= American Festival for the Arts =

American Festival for the Arts (AFA) was founded in 1993 by composer and arts advocate, J. Todd Frazier. AFA's function is to provide community based music education programs and performance opportunities for young people and, through its concert series and outreach, to broaden the audience for both American works and the Classical music repertory. AFA has a series of year-round initiatives and collaborations that support its primary Summer Music Festival program. AFA's Houston campus, currently located at Kinder High School for the Performing and Visual Arts, is designed for musicians and composers ranging in age from elementary to high school.

== History ==
AFA Timeline of Events:

2012: AFA introduced the middle school piano program.

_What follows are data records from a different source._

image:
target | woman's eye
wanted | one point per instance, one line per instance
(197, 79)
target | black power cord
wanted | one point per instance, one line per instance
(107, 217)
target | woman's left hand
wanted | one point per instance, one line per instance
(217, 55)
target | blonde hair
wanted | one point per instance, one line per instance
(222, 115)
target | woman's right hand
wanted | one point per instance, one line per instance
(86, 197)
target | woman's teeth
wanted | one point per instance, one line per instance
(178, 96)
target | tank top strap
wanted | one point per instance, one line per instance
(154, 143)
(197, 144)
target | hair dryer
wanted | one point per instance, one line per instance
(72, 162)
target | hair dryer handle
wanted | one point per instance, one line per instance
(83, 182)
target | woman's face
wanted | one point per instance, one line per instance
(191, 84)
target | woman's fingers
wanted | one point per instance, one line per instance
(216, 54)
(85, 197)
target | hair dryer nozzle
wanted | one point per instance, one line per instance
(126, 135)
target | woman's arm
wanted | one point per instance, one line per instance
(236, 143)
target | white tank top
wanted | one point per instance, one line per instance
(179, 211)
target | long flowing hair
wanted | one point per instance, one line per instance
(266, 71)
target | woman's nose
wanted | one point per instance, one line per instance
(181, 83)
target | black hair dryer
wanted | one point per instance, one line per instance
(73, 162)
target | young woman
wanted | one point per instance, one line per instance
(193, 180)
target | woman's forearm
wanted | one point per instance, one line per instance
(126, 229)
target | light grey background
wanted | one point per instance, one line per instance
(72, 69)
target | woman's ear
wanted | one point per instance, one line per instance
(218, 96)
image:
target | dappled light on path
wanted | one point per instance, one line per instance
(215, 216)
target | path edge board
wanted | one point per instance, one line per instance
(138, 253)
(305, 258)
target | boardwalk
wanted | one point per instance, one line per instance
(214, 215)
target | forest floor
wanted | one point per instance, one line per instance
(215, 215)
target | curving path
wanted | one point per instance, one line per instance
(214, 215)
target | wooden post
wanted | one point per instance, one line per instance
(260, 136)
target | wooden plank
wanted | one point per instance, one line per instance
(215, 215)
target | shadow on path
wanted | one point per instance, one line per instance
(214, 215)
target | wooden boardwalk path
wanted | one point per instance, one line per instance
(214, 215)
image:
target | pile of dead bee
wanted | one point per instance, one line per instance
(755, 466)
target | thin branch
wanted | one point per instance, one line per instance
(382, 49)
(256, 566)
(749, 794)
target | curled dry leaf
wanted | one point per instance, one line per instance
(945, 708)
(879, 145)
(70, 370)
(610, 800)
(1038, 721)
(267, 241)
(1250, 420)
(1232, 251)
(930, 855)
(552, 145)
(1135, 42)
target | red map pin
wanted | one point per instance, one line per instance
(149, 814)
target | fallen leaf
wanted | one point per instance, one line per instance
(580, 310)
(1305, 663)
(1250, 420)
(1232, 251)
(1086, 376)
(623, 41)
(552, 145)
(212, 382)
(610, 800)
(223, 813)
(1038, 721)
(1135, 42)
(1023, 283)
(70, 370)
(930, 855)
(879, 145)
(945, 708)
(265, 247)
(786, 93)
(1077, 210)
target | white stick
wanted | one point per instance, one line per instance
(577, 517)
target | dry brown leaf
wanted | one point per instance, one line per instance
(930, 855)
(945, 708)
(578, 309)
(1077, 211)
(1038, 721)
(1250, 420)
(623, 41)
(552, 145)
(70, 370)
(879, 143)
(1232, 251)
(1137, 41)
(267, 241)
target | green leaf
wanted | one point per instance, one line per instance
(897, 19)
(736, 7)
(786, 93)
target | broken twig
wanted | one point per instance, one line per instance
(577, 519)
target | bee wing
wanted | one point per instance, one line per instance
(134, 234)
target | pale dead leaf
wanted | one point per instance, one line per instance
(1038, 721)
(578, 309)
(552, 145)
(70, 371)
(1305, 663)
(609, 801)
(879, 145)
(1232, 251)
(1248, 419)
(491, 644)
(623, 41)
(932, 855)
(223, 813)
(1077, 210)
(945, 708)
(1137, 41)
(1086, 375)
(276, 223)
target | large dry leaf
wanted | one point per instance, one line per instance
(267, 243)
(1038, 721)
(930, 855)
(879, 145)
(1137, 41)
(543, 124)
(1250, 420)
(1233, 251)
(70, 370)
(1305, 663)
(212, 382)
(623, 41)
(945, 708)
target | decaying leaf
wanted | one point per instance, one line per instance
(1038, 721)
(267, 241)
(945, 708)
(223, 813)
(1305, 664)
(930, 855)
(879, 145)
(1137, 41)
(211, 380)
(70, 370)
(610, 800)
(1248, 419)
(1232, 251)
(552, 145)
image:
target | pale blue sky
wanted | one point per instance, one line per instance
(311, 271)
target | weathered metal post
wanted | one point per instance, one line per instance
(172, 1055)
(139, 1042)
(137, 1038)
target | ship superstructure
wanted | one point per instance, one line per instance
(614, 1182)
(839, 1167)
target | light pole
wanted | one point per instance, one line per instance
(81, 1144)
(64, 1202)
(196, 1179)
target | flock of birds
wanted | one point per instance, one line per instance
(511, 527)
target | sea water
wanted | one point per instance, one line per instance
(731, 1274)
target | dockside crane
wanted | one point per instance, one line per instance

2011: AFA introduces the Composer’s Institute. Total enrollment for summer and year-round programs exceeds 1,000.

2010: AFA expanded to include a Year-Round Academy, including the Houston Girls Chorus, a Chamber Music Program, the Composer Workshop, and in-school programs in local middle and high schools.

2008: Due to the growth AFA programs, AFA relocated the Summer Music Conservatory to Pershing Middle School. The middle school choir program was introduced. Enrollment for the year reached 300 students.

2005: Dr. Michael Remson is made Executive & Artistic Director.

2003: First year of the middle school strings program and the high school choir program. Enrollment for the year reaches 200.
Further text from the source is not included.